Ines was pressed into the corner, the shard of glass held out like a dagger. Her eyes were wide, unseeing. She was in a fugue state, her brain disconnected from reality.

Dorian walked in.

He stepped over the twitching body of the first thug. He was still wearing his immaculate suit, but his tie was gone, and his collar was unbuttoned.

He scanned the room. He saw the blood on the floor. He saw the bruise blooming on Ines's cheek.

His eyes went black.

He walked straight to her. He crouched down, ignoring the filth on the floor.

"Ines," he said.

She didn't lower the glass. She slashed at the air, a feral sound escaping her throat. She didn't recognize him.

Dorian didn't flinch. He reached out and wrapped his hand around the jagged glass she was holding.

"It's me," he said.

The glass sliced into his palm. Blood-bright red-welled up between his fingers, dripping onto her knee.

Ines stared at the blood. The color shocked her back to the present. She gasped, dropping the shard.

"Dorian?" she mouthed.

He didn't answer. He took off his suit jacket and wrapped it around her, covering her torn dress. Then he scooped her up into his arms.

He stood effortlessly, holding her against his chest.

Silas was trying to crawl toward the door. "Dorian! Mr. Mcclain! I'm her uncle! I was just-"

Dorian stopped. He looked down at the pathetic man.

"Preston," Dorian said, his voice devoid of emotion. "Make him disappear."

"Understood, sir," Preston said.

Ines shuddered in his arms. She buried her face in his shirt. The smell of cedar and blood filled her nose. It was the safest smell she had ever known.

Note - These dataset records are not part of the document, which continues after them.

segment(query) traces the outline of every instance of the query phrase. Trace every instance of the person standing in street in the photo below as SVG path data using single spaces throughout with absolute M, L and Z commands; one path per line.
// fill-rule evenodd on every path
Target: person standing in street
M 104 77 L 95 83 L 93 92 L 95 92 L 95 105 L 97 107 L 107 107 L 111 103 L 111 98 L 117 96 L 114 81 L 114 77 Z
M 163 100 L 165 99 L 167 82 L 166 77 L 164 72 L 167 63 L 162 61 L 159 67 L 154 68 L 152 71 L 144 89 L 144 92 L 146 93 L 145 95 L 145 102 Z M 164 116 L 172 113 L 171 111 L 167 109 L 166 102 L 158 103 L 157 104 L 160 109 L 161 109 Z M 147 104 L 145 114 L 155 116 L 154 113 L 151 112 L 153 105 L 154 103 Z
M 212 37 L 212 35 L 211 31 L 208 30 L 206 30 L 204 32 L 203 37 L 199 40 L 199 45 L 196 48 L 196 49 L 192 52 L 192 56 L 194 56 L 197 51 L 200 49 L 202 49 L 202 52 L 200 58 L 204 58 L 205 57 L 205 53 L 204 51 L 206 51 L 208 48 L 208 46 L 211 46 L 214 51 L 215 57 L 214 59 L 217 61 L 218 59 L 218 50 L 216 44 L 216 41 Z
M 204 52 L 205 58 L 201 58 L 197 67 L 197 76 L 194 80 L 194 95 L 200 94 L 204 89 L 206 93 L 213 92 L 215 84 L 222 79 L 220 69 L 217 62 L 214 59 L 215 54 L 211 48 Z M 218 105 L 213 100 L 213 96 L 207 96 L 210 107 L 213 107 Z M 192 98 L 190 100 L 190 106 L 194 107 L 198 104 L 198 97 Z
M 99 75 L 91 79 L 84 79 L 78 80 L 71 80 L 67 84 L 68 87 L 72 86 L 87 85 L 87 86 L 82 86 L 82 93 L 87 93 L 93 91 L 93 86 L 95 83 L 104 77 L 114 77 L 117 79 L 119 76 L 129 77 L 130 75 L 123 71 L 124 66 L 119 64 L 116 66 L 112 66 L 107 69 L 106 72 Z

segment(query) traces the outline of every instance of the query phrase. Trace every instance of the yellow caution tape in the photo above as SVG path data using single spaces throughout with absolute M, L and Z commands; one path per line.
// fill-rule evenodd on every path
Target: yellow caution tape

Dorian carried her down the stairs, past the gawking neighbors, and out into the night.

He didn't put her in the seat. He sat in the back, keeping her on his lap.

"Don't move," he growled when she tried to shift. "You're bleeding."

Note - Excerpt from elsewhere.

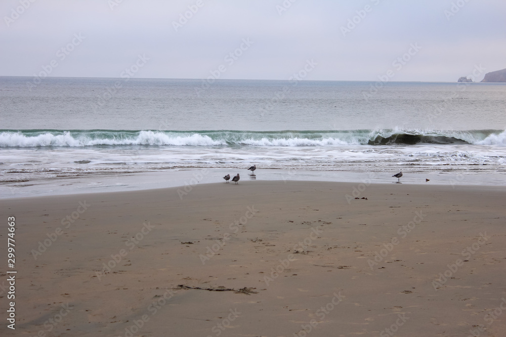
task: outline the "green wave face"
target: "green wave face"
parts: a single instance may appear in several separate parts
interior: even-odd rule
[[[350,130],[271,131],[155,130],[0,130],[0,147],[99,145],[337,146],[506,145],[506,131]]]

The car pulled away smoothly.

Dorian opened a first aid kit from the console. He took an alcohol wipe.

"This will sting," he warned.

He dabbed the cut on her neck. Ines hissed, shrinking away.

Dorian frowned. He leaned down and blew gently on the wound. The cool air soothed the burn.

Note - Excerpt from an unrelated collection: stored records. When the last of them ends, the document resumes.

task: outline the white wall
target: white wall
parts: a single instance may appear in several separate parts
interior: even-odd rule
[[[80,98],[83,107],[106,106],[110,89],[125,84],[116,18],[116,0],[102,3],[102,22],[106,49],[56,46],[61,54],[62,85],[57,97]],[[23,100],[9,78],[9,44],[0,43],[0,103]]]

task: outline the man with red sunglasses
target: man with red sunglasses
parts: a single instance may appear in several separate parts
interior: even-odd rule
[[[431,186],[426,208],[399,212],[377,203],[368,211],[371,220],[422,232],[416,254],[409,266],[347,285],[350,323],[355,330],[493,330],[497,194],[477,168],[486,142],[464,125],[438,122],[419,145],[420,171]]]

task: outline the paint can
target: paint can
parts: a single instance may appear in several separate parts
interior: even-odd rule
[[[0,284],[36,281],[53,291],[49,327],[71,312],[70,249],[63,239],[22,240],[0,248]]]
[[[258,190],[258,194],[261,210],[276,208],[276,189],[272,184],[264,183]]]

Ines looked up at him. His face was inches from hers. He was focused, intense, treating her skin like it was precious.

"Why didn't you speak?" he asked quietly. "Why didn't you ask for help?"

Ines looked down. She couldn't explain that her voice wasn't a choice. It was a casualty of war.

Dorian sighed. He pulled her tighter against him, his wounded hand staining the back of her dress.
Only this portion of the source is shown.